La prosternation devant l’homme et devant ses besoins matériels est le symptôme d’un épuisement spirituel, de la chute morale de l’Occident. De plus, un système dont l’unique tâche est l’acquisition du bonheur terrestre, sans aucune référence supérieure, est particulièrement fragile : « Aucun armement, si grand soit-il, ne viendra en aide à l’Occident tant que celui-ci n’aura pas surmonté sa perte de volonté. Lorsqu’on est affaibli spirituellement, cet armement devient lui-même un fardeau pour le capitulard. Pour se défendre, il faut être prêt à mourir, et cela n’existe qu’en petite quantité au sein d’une société élevée dans le culte du bien-être terrestre ».

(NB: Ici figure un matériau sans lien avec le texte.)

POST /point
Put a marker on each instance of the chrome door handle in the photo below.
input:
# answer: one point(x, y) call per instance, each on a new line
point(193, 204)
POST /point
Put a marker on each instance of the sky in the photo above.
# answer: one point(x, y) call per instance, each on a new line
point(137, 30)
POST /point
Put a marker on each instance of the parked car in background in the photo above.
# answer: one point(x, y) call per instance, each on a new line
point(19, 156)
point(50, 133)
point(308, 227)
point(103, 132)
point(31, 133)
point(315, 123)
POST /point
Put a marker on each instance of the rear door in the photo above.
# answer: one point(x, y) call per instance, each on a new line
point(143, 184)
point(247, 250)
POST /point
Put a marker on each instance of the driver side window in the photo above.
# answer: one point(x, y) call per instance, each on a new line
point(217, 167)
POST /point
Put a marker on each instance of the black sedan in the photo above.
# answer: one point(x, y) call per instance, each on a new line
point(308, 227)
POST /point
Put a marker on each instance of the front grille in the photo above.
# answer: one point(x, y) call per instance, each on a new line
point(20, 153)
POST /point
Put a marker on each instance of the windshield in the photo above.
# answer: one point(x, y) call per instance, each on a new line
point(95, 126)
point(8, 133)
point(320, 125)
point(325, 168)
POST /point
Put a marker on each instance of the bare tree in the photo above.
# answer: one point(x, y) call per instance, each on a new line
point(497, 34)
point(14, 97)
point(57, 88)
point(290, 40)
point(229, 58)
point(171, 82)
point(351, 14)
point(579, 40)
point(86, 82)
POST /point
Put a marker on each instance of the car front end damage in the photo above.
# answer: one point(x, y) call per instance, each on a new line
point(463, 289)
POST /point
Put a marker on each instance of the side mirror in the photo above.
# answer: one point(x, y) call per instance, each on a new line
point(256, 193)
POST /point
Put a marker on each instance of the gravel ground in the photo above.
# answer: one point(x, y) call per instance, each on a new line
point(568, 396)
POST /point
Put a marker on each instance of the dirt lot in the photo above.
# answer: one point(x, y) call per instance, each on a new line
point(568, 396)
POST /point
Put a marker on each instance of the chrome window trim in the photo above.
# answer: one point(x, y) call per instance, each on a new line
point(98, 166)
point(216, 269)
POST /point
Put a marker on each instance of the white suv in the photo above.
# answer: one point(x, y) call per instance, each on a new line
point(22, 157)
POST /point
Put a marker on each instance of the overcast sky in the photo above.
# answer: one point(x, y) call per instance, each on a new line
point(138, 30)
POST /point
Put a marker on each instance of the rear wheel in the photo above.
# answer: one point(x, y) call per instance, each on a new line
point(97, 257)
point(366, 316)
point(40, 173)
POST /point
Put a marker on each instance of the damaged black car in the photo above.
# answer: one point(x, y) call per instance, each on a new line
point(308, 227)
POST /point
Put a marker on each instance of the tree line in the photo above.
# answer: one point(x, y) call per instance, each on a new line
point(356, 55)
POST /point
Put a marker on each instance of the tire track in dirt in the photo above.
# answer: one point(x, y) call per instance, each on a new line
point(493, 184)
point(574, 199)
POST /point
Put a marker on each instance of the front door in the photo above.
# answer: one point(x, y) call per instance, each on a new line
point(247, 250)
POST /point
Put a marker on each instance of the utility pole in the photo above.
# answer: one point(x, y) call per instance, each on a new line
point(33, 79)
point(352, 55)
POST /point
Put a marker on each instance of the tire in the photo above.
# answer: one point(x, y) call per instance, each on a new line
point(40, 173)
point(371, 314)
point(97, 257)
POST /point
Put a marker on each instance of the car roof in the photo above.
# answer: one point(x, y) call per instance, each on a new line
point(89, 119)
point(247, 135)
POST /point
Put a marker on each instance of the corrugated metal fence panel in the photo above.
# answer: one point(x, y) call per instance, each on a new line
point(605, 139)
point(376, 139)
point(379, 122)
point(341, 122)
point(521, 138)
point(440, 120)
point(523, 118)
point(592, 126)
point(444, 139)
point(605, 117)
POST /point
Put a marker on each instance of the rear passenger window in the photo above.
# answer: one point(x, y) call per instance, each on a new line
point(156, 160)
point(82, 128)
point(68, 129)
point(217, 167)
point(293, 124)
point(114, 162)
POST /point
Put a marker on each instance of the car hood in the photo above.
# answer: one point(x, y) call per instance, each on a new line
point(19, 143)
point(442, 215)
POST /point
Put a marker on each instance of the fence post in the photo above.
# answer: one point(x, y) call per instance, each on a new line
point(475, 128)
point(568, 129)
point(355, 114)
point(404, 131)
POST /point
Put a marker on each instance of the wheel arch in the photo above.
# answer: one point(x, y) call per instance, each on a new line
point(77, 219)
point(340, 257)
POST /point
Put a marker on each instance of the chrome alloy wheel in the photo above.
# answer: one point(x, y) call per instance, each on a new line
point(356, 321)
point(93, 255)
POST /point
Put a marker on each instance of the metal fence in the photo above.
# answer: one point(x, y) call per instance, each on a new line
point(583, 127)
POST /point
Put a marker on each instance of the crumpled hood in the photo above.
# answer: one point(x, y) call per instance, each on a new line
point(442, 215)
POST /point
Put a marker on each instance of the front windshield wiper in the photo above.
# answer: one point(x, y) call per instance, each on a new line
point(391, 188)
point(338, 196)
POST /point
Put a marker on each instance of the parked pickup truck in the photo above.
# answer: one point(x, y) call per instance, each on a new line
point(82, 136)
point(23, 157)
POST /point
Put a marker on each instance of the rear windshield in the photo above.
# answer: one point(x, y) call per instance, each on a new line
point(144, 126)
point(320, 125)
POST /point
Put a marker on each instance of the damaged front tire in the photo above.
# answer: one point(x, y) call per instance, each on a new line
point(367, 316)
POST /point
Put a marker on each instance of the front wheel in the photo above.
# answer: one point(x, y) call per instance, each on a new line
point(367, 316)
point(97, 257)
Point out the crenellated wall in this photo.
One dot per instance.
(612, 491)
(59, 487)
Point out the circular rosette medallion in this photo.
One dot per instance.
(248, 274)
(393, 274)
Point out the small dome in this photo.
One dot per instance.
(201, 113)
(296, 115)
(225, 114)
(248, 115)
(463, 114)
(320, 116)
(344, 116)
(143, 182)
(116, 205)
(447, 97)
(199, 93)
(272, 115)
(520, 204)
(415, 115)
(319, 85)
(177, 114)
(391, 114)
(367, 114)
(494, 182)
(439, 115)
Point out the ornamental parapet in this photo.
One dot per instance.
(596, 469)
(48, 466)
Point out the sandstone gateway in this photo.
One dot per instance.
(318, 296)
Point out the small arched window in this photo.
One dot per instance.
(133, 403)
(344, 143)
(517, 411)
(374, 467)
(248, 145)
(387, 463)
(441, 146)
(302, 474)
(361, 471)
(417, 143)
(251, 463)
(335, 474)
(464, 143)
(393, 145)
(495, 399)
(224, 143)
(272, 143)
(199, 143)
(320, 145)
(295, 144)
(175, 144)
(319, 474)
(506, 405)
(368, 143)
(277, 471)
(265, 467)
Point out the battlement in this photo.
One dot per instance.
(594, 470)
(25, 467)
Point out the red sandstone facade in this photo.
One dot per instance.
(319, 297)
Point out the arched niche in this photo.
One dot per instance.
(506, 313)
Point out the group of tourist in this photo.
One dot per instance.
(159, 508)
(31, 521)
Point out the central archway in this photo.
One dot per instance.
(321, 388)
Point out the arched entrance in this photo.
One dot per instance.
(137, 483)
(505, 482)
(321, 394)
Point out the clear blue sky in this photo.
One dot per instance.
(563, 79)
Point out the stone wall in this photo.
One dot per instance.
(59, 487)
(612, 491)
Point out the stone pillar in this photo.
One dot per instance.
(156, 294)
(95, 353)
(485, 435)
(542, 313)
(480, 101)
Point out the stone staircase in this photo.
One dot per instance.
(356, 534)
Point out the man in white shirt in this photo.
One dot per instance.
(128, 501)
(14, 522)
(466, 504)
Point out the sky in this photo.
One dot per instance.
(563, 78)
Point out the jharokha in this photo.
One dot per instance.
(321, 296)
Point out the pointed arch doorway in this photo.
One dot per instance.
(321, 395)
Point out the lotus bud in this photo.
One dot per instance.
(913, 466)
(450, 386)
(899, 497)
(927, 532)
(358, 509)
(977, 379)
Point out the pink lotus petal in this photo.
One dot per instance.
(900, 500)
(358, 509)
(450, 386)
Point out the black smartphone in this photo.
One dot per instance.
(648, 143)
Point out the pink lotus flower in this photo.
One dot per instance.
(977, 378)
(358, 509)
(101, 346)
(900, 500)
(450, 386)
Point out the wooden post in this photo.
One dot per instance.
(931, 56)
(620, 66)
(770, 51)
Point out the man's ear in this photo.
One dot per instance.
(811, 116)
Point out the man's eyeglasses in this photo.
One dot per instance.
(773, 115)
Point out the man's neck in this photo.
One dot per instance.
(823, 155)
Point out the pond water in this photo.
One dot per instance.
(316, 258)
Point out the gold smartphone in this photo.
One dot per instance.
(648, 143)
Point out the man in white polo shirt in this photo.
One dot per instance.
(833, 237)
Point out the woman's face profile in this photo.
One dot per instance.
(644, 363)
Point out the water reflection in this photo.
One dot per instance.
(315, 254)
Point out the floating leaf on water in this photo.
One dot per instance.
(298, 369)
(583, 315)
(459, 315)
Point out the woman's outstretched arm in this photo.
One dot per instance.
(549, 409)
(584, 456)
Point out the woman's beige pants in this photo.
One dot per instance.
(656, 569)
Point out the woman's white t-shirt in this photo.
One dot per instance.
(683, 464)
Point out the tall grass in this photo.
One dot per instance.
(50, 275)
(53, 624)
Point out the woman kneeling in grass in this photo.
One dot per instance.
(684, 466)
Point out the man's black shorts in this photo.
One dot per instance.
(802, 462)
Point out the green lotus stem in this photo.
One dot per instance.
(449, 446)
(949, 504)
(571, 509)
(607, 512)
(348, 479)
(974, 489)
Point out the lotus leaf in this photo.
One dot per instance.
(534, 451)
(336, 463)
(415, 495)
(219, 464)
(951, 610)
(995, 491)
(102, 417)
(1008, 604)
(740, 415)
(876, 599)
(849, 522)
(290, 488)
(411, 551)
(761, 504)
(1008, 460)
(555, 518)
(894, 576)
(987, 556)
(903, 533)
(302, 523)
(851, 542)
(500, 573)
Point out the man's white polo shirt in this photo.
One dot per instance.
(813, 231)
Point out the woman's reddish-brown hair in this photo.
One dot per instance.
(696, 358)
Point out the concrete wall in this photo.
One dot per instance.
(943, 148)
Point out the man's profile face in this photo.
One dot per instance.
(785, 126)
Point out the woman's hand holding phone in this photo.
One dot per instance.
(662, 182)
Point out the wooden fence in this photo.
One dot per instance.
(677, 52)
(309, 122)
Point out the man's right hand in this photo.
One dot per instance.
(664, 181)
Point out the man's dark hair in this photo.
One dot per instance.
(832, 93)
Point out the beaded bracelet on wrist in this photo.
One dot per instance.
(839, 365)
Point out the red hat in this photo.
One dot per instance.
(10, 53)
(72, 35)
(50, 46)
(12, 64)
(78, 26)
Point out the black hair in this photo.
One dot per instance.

L’existence de l’homme occidental plonge l’écrivain russe dans un profond chagrin. La perte du sacré, l’écœurante pression de la publicité et le déferlement de la pornographie ont favorisé l’émergence d’une masse d’individus faibles et bancals. Le vernis moral de la civilisation occidentale disparaît après quelques heures de privation d’électricité : « voici que soudain jaillissent des foules de citoyens américains, pillant et violant. Telle est la minceur de la pellicule ! Telles sont la fragilité de votre structure sociale et son absence de santé interne ».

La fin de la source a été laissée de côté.